She is from Kalamata in the south of Greece, Tim from Katerini in the central part of the country. They’re serving the food of their homeland: Greek salads, of course, gyros rolled up in thick pita rounds, lemon potatoes with a little spice that you can’t stop eating, spinach pies shaped into big rectangles that turn especially flaky but aren’t excessively rich, with just the right amount of greens and feta hidden inside.
Besides avgolemono, she’s simmering any number of hearty bowls, including tomato-based beans and vegetables that taste so Old World you can imagine yia-yias (grandmas) everywhere making it. These are real, savory homespun dishes.
The Athanasiadises used to own a pizza shop in this space and a dozen years ago, they closed it for a few months to renovate and open as Esperia, which has counter service at lunch, waiters at dinner. The name Esperia means “sundown,” a name they saw on a restaurant in Kalamata and liked enough to use.
All the Hellenic classics are here — beef meatballs shaped into small patties, crisp on the outside and tender inside, with the yogurt-cucumber sauce tzatziki; baked lamb shank (this is where those lemon potatoes come in); moussaka, its rich bechamel sauce covering layers of ground beef and eggplant; and pastichio, the mac and beef dish, also topped with cream sauce, that will tide you over for hours.

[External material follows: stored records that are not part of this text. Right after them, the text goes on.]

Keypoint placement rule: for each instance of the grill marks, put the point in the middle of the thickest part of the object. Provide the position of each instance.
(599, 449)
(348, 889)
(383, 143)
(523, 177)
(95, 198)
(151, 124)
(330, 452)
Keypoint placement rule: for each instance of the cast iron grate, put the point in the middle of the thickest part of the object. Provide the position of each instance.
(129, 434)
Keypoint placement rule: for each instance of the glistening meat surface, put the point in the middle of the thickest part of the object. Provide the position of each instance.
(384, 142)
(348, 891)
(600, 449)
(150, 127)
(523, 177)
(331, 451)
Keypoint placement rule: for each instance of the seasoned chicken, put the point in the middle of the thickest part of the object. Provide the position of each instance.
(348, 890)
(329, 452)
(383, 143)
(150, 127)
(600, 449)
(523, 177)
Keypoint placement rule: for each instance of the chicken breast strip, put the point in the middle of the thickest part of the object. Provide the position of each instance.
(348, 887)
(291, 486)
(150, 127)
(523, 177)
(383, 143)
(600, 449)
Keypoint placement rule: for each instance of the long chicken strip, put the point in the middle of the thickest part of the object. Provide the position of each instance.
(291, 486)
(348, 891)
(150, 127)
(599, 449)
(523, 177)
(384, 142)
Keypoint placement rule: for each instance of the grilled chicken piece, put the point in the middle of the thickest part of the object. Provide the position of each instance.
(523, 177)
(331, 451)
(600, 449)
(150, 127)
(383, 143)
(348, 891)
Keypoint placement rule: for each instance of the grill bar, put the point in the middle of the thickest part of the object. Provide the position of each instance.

Esperia Grill was one of the late mayor Tom Menino’s favorite spots. On the restaurant’s website, you can watch him being interviewed there, as he tucks into one of Georgia’s big rectangular spinach pies. He liked the place, he said, because it was family owned and operated, everything was homemade and prepared daily, even the sons were part of the business. Hizzonor said it all.